Additional documents:
Minutes:
The Panel considered the report of
the Head of Service, Communities, Change and Partnerships, seeking
agreement of the revised Health Overview and Scrutiny Panel (HOSP)
to the existing framework for assessing substantial change in NHS
provision across Southampton, Hampshire, Isle of Wight and
Portsmouth (SHIP) region. (Copy
of the report circulated with the agenda and appended to the signed
minutes).
The following comments were
noted:-
- The purpose of the report was to
agree the arrangements for assessing significant developments or
substantial variations in NHS services across the Southampton,
Hampshire, Isle of Wight and Portsmouth (SHIP) areas.
- This was the third refresh of the
framework, originally developed with advice from the Independent
Reconfiguration Panel which placed greater emphasis on the
importance of constructive working relationships and clarified
party roles which would improve communication, provide better coordination of
engagement and consultation with service users and the public and
improve confidence in the planning of service change.

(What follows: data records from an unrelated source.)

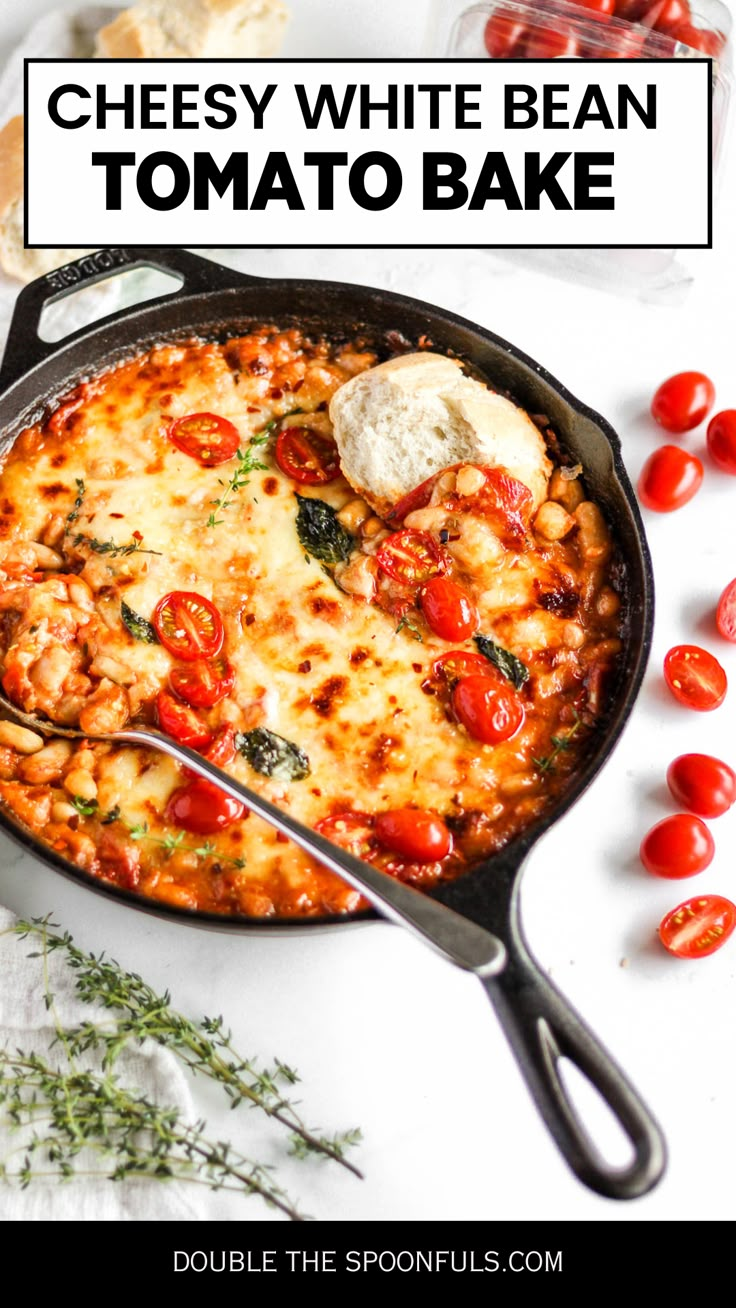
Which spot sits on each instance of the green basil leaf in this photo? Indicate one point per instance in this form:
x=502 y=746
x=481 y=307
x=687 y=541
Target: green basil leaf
x=320 y=533
x=507 y=663
x=272 y=755
x=139 y=627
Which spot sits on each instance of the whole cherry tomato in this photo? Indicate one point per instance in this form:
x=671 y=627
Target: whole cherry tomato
x=307 y=457
x=696 y=678
x=490 y=713
x=698 y=926
x=551 y=43
x=181 y=722
x=707 y=42
x=703 y=785
x=669 y=479
x=667 y=15
x=450 y=612
x=411 y=556
x=203 y=808
x=417 y=835
x=188 y=625
x=632 y=11
x=220 y=750
x=722 y=441
x=677 y=846
x=683 y=402
x=600 y=8
x=203 y=683
x=726 y=612
x=503 y=34
x=207 y=437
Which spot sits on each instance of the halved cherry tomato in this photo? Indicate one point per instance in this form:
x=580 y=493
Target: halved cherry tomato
x=505 y=501
x=207 y=437
x=449 y=611
x=697 y=38
x=677 y=846
x=459 y=663
x=698 y=926
x=726 y=612
x=669 y=479
x=413 y=500
x=181 y=722
x=683 y=402
x=352 y=831
x=413 y=833
x=412 y=557
x=203 y=683
x=489 y=712
x=307 y=457
x=188 y=625
x=702 y=784
x=722 y=441
x=667 y=15
x=551 y=43
x=696 y=678
x=201 y=807
x=503 y=33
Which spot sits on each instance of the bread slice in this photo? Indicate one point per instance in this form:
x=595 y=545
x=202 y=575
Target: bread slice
x=399 y=423
x=15 y=258
x=205 y=29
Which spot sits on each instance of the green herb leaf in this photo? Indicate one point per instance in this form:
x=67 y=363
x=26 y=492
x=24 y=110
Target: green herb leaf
x=139 y=627
x=507 y=663
x=272 y=755
x=86 y=807
x=320 y=533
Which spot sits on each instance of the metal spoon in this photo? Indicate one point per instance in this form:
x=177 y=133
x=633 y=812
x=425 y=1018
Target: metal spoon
x=462 y=942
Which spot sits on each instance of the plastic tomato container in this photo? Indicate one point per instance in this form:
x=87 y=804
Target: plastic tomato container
x=549 y=29
x=587 y=29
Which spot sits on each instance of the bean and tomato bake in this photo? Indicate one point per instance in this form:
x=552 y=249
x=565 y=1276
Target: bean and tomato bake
x=178 y=546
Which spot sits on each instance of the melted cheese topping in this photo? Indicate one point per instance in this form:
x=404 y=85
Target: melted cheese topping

- Appendix 1 – Framework for
Assessing Change – Questionnaire - in relation to any
changes and/or reductions in service it was critical that the
financial implications be taken into account.
- In relation to any substantial
changes, it was important that regard was given to the involvement
of “hard to reach groups” and the need for any impact
assessment for ethnic minority groups/vulnerable
groups. It was noted that this
would be dependant on the issues raised.
RESOLVED that the Panel accepted the Arrangements for
Assessing Substantial Change in NHS provision as previously agreed
by Health Overview and Scrutiny Panels and providers across the
SHIP region, subject to minor typographical amendments.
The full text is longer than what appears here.